German News Magazine “Der Spiegel” - 04.10.2004
TOXIC TREATMENT WITHOUT EFFECT
Severely ill patients suffering from cancer (lung, breast, prostate, or intestinal tumors) are being treated with increasingly complex and costly cytotoxic agents. An epidemiologist has recently analyzed survival rates, and his findings indicate that, despite alleged positive outcomes, patients do not live any longer.
Erike Hagge* (*name changed) was admitted to the Prosper-Hospital Recklinghausen on Christmas Eve. Surgeons cut out a malignant tumor from her intestine and removed her spleen. Eight months later, at the end of August, they discovered that the tumor had already metastasized.
Tuesday of last week the 64-year-old homemaker underwent her first chemotherapy session. Diluted in a clear liquid, two cytotoxic agents were transfused into a vein. “It is a nightmarish experience. I never thought I would get cancer,” says Ms. Meyer. “But I hope that it will get better. They have been making a lot of progress with their chemotherapy.”
Someone not sharing this optimistic outlook is Dieter Hölzel, 62, from the Klinikum Großhadern at the University of Munich. “Regarding survival rates in patients with metastasizing carcinoma in the intestinal tract, the breast, the lungs or the prostate, we have not made any progress in the past 25 years,” the epidemiologist states. Together with a group of oncologists he created a database containing the medical histories of several thousand cancer patients who, since 1978, were treated in and around Munich according to the existing state of medical knowledge. All patients suffered from one of the four above-mentioned cancer types in an advanced stage. In Germany alone, these four are considered the primary killers with approximately 100,000 deaths per year.
For patients with cancerous metastases, chemotherapy has been regarded as the ultimate treatment for tumors which cannot be resolved with radiation and by surgical means. Over the decades, more and more new cytotoxic agents have been used, and often, the pharmaceutical manufacturers charge astronomical prices in return for the promise of a prolonged life.
“A chance for life!” says a 3-metre high advertising banner promoting the anti-cancer drug “Taxotere”. The manufacturer of a competing product advertises with the slogan: “Taxol – give life a chance.” Erika Meyer's physician in Recklinghausen has a positive outlook: “Chemotherapy has made substantial progress over the past 20 years,” says oncologist Friedrich Overkamp, 47. It is possible, he says, to prolong life spans ‘substantially’”.
However, the latest figures from the University of Munich's cancer registry do not seem to reflect such a trend. Survival rates have not improved over the past decades, and cancer patients do not live any longer than they did 25 years ago. While the outlook has improved slightly for patients suffering from intestinal cancer, breast cancer survival rates have decreased over the years. According to epidemiologist Hölzel this could be due to random fluctuations which do not have any scientific impact, but he concedes that a worse scenario could be possible: “I am afraid that the systematic treatment with chemotherapy, particularly in patients suffering from breast cancer, might be responsible for decreased survival rates.”

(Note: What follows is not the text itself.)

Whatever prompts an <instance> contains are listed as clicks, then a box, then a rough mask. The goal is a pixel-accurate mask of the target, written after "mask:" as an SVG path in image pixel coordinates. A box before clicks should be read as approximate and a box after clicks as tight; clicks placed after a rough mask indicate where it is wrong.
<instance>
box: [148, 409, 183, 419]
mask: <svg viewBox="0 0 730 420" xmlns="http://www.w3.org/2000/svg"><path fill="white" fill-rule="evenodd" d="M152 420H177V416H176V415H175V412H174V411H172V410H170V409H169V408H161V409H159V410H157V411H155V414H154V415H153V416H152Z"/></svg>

This claim does not hold true for the drug therapy in cases of lymphoid cancers, Morbus Hodgkin, leukemia, sarcoma and testicular cancers; they can sometimes be healed in quite spectacular fashion. And it does not pertain to the pre-operative use of chemotherapy aimed at shrinking a tumor before a surgical intervention or the post-operative destruction of remaining cancer cells.

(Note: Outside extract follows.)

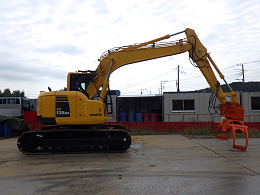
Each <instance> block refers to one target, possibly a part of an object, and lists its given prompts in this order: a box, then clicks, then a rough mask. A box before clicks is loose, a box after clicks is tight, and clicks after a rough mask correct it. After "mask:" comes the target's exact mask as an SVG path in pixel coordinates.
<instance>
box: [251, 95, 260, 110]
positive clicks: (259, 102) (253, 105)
mask: <svg viewBox="0 0 260 195" xmlns="http://www.w3.org/2000/svg"><path fill="white" fill-rule="evenodd" d="M251 109H252V110H260V97H251Z"/></svg>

Experienced clinicians, however, have observed dire outcomes in patients with advanced-stage tumors. Gerhard Schaller, 52, a gynecologist at the University of Bochum, says: “Chemotherapy has done practically nothing for women with late-stage breast cancer – there is literally much ado about nothing.”
Similar findings are confirmed by Wolfram Jäger, 49, Director of the Gynecological Department of the Städtischen Kliniken der Landeshauptstadt Düsseldorf: “There have been and there are no success stories. We treat large numbers of women without tangible proof of success. If you tell your patients that, they will be utterly destroyed.”
Over the past 50 years, millions of cancer patients have undergone chemotherapy. The first patient ever, suffering from advanced-stage lymphosarcoma, was treated by U.S. physicians in 1942 with mustard gas. The tumor mass shrunk miraculously. However, the positive effect of the treatment stopped after three months, and the patient died – but the event rang in a new era, the era of using chemotherapy in the treatment of cancer.